Consciousness remains one of the brain’s biggest mysteries. We know very little about how it emerges from activity within the brain, but most neuroscientists agree consciousness is dynamic in nature.

Our subjective experience doesn’t appear to us like a sequence of disjointed snapshots. Instead, we feel the world as a continuous stream of information. This information is integrated, since we don’t perceive a different stream per sensory modality—one for vision, one for hearing, and so forth—but as a single one where all percepts merge.

In Chaos, from AIP Publishing, researchers explore the question: Which characteristics should brain activity have to support this type of conscious experiences?

“We conclude that brain activity should be integrated, with multiple regions ‘talking to each other’ frequently,” says Enzo Tagliazucchi, a co-author from Universidad Adolfo Ibañez and the Latin American Brain Health Institute in Santiago, Chile, in a release. “At the same time, the regions involved should change continuously, accounting for the multiplicity of contents that appear in our conscious experience.”
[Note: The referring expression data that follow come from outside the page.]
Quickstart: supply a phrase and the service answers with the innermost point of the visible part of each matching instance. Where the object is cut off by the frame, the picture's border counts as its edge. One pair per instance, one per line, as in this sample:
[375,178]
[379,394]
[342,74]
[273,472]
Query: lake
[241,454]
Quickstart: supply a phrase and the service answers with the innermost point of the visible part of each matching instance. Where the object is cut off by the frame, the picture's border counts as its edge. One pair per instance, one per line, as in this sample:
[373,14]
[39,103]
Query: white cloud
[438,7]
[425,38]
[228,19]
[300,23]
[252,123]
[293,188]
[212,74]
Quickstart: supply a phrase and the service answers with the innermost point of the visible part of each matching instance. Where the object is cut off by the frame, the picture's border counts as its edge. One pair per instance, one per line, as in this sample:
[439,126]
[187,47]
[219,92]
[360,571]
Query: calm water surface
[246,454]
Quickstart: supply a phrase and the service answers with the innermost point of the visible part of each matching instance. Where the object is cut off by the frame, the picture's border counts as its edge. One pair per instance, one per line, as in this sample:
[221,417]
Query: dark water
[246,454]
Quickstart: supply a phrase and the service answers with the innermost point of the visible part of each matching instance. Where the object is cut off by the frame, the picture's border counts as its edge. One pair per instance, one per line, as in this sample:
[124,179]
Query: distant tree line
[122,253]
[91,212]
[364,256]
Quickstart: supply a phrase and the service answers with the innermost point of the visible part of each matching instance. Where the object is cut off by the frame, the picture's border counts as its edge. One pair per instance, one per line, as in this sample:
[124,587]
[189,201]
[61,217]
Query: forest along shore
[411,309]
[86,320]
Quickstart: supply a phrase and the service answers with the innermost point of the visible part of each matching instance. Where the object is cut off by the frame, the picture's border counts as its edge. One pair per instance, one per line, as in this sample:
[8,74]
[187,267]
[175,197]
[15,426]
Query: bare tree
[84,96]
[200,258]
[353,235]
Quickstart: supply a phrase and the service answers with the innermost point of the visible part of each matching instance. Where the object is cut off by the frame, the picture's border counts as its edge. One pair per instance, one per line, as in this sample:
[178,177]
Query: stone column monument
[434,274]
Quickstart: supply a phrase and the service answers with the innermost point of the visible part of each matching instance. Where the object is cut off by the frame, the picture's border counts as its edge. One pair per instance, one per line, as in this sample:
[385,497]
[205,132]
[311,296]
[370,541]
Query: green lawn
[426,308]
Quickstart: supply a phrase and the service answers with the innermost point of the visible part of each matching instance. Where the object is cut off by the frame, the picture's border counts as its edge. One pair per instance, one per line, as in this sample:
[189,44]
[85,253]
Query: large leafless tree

The group searched for integrated structures that encompass most of the brain but change configuration from time to time. Their hypothesis was these structures should vanish during states of deep unconsciousness, such as deep sleep or while under general anesthetics.

“In the case of the brain, nodes are specific anatomical regions and links indicate brain activity measured at those regions is significantly synchronized,” Tagliazucchi says. “At a given time, we have a network describing how brain regions are synchronized, and this network changes in time as brainwide communication patterns also change.”

The group wanted to zero in on groups of nodes tightly coupled together (modules) that maintain their identity over time, yet the involved nodes change as time progresses.

“We hypothesize that the largest of these modules is important for consciousness, since it is both dynamic and integrates a large proportion of brain regions,” Tagliazucchi says.

To put it to the test, they developed a way to detect these structures within temporal networks by using current algorithms within certain parameters. The researchers built artificial time-evolving networks to test and benchmark these algorithms and find the optimal parameters.

They applied algorithms using these parameters to brain imaging data and confirmed several hypotheses.

Brain activity during conscious wakefulness presents large integrated and dynamic network modules. These modules tend to vanish or fragment during sleep or under general anesthesia. These changes are similar between both conditions, suggesting unconsciousness occurs in both situations following the same mechanism.

“We expect our methodological advances will help other scientists detect integrated structures within other temporal networks by means of hypothesis-driven parameter optimization,” Tagliazucchi says. “Concerning the neurobiological significance of our findings, I would like to see our results replicated in other unconscious brain states and different modal organisms and be validated using metrics that do not come from neuroimaging, such as behavioral observations.”